■ The Monk
Matthew Lewis’ novel The Monk (1796), a milestone in gothic fiction, is brought to life in French director Dominik Moll’s elegantly filmed adaptation. Capucin Ambrosio (Vincent Cassel) is the most acclaimed preacher in 16th-century Spain, but his spiritual path leads down the road to darkness, masochism—and worse. Suppression only triggers temptation and obsession. In this quiet dramatization, Ambrosio’s preoccupation with evil leads to greater evil.
■ Combat Girls
Nihilism is almost indistinguishable from Nazism and sex is an expression of violence in this German film about the country’s youthful neo-Nazi subculture. Given the scarcity of Jews in post-Hitler Germany, the chilling brutality of these tattooed skinheads—Sieg Heiling to a death metal roar—is directed against Asians and Middle Easterners. Combat Girls explores the dangerous allure of extremism as a rebuke to bad parenting and a banal society.

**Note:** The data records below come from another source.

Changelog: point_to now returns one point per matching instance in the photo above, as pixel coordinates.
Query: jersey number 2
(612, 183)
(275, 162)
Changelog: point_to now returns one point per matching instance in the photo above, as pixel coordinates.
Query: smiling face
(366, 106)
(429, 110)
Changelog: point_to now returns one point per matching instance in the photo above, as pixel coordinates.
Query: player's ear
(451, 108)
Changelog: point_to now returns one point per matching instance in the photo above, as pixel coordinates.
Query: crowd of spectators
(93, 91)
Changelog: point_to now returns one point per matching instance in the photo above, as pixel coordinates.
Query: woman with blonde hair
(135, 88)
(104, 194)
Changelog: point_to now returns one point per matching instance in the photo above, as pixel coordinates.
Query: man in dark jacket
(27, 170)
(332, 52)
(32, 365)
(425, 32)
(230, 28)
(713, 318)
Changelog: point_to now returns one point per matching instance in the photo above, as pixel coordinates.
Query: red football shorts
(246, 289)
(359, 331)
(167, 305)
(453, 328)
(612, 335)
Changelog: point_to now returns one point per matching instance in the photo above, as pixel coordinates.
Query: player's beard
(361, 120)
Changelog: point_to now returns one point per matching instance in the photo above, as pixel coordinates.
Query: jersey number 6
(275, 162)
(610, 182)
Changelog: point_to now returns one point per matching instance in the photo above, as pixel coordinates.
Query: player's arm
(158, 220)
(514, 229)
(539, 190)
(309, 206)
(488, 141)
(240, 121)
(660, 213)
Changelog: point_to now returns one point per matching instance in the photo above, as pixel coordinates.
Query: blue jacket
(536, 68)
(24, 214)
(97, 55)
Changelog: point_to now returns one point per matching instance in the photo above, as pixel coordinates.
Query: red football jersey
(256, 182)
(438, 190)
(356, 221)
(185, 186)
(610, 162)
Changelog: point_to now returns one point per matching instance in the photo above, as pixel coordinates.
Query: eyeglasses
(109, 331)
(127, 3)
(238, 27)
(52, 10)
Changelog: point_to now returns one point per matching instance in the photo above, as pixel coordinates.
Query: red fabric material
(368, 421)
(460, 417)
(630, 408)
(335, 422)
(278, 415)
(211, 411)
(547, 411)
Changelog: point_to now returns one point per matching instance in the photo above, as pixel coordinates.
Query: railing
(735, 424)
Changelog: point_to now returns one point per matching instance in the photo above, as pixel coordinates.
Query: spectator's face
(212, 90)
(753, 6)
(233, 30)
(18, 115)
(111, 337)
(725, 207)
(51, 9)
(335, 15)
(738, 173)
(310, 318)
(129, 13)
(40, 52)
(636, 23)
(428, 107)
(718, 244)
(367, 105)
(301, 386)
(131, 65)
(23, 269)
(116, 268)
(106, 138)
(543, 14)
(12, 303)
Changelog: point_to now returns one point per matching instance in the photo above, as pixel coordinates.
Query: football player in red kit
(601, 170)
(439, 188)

■ War on Whistleblowers: Free Press and the National Security State
Robert Greenwald’s documentary examines four recent whistleblowers whose revelations changed policies—or at least stirred public debate. When Marine Corps veteran Franz Gayl’s reports on the vulnerability of Humvees to IEDs went unanswered, he leaked his unclassified report to a blogger, which drew attention from Sen. Joe Biden, a front-page story in USA Today and a shift in Defense Department policy. Greenwald uses this and other examples to show how whistle blowing has become integral to the good functioning of democracy.